しかし、大企業に働く人びとが、成功は勤勉と必ずしも関係ない、と考えるようになったらどうなるだろうか。どんな仕組みで、そしてなぜ勝者と敗者の差がつけられるのか、どうしてあるものは成功し、あるものは失敗するのかについて説明できる“客観的な”判定基準がないと考えられるようになったら、企業の社会的倫理観――つまり人びとが日常生活において頼るべき行動基準――はどうなるのだろうか。

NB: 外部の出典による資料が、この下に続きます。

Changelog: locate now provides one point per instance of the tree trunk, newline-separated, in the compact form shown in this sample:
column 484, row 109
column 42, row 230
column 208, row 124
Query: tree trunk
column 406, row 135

このことが、筆者が大企業数社、特に大手化学会社と大手繊維会社の管理者や幹部に対し何度も幅広いインタビューを実施している間、筆者の頭を離れなかった謎である(調査方法は以下の「フィールドワークの方法」を参照)。筆者は、官僚制――われわれの社会・経済で一般化している組織形態――が道義観念の形成にいかなる影響を与えるかを調べるために、前記企業へ乗り込んだ。そして管理者の成功法則が、官僚的倫理観とでも呼べるものの根底を形成していることがわかってきた。
フィールドワークの方法
1980年から1981年にかけて実施したフィールドワークは4社を対象とした。多角化コングロマリットのいくつかの事業会社の1つである大手化学会社、大手繊維会社、中規模化学会社、そして大手防衛請負会社である。最後の2社については、何人かのトップ役員との面会、若干の観察および会社の内部資料の、ある程度の閲覧しか許してもらえなかった。本稿でとりあげたテーマの多くは、この2社での調査中にも出てきたが、筆者はほとんどの場合、この2社の素材は予備データとして処理した。
筆者は36社に調査を拒否されたことも報告しておく必要があるが、これは有益な経験だった。このうち半分の会社の場合、会社のいろいろな幹部との面会を含む長時間の折衝のすえ、断わられた。この時の材料も予備データとして処理した。本稿で筆者が、あることが調査対象企業すべてで観察できると述べている場合、本稿で説明した本来の調査データと同時に、これらの予備データも含めている。
筆者が本格的な調査に注力したのは、最も広範に調査を許された2社、すなわち大手繊維会社と特に大手化学会社においてだった。筆者は両社での調査をそれぞれ1982年半ばと1983年半ばまで続けた。筆者の分析は主として、この2社を根拠にしている。両社で集めた材料は豊富かつ細密にわたっている。そのうえ、両社の規模と複雑さを考えると、両社はアメリカの産業の重要な部門を代弁する資格がある。さらに、この会社で管理者が直面する種類の問題――組織、規制および個人に関するもの――は、どこでも経験されている問題と本質的には同じだと思う。
筆者の研究方法は、すべての管理レベルに該当する管理者や幹部に対する徹底的インタビューだった。インタビューは通常2~3時間であったが、もっと長時間に及んだことも、ときどきあった。先の2社だけで100名以上の人にインタビューした。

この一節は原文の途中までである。